Part of this newfound mantra has inspired another new opportunity: I took a plunge and transferred to a new school. I’ve made a lot of mistakes since graduating High School twelve years ago, and being almost-30 and still getting an Associates has been one of them. I settled, because it was easy; I’d start up a few semesters at a time, withdraw when it got hard, and grow content that I was working. I have a full time job, I’d tell myself. This is enough.

Last year, when I started thinking (on this blog, no less) about my future, I knew I had to go back to school. But I was content with “dealing” with the past-me mistakes; waiting to long to take my foreign language courses for my transfer degree being one of the biggest ones. And I was so exhausted that I accepted taking a year of single-course semesters in a foreign language to right that wrong, in order to transfer to a school I didn’t even want to go to, because that’s what fuck-up past-me decided. My week of clarity was enough to realize that I had wasted enough time.

A year ago I would have had far too much anxiety to transfer schools. But the clarity that I have now made it, uh, clear: I didn’t have to wait a year of a pointless foreign language course to get my associate’s. I hated my school so much that it took me twelve years to get through it, and that wasn’t about to change. A few weeks later, and now I’m enrolled for next semester, and I’ll have my associates 6 months early according to plan. I’ve got myself set up for a new bachelor’s dream (communications), adjacent to the old one (English), but more practical; I’ve got minors planned. Me. The person who took 12 years to get through a liberal art’s associate’s degree.

I’ve also been devoting time to thinking about my future on the internet. I hate it here as much as I love it, but it’s ability to foster expression and to spread knowledge are unparalleled. With my newfound clarity, I’ve accepted a few fundamental truths about my career goals:

  1. I want to help people.
  2. I want to do and make a whole buncha different things.

And I honestly can’t think of anywhere better to do that, but it takes some skills that I currently lack. And by lack I mean lack in that I get the gist; as a heavy consumer of the internet, I see the mechanizations. You want to make things? You want to make money making things?

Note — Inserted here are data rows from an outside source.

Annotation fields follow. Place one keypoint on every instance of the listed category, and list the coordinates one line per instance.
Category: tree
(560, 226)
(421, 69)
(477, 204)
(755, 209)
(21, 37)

You kinda need to get comfortable with people seeing it, wanting to see it, and wanting to see you. None of which I’m entirely comfortable with, and none of which I’ve ever had the confidence to believe people want out of me. Enter the communications degree.

With the English degree I was pursing what I enjoyed, even as my work sucked all the joy and energy out of me leaving me incapable of even reading a book anymore. I was a ferocious reader as a kid. I love everything there is to love about story telling. My introductory-level English courses were some of my strongest work in college so far because I cared about them. But my love for English is personal; it’s easy to sweep aside, because I don’t have the skills or knowledge about using that love for others. Maybe pursing communications is going to be another failure some day, but I don’t think so; there’s nothing more valuable to me than the time I get to spend talking to my friends about whatever news event or historical trivia or pop culture knowledge I’ve been swept up into lately, and if I can force a career out of that feeling, I’ll be the happiest person in the world.

Until then? I probably have to show my face more. Post something on insta. Try to, you know, communicate, instead of just consuming hours of YouTube documentaries and film analysis vids. I’ve got a month until the new school starts, and then, I say with a hefty dose of optimism, it’s a race to the finish line (is that how cars work?). I’m spending this time working through my backlog of books, making myself comfortable again with social media, and dusting off some of the ol’ editing skills as I book it towards 30.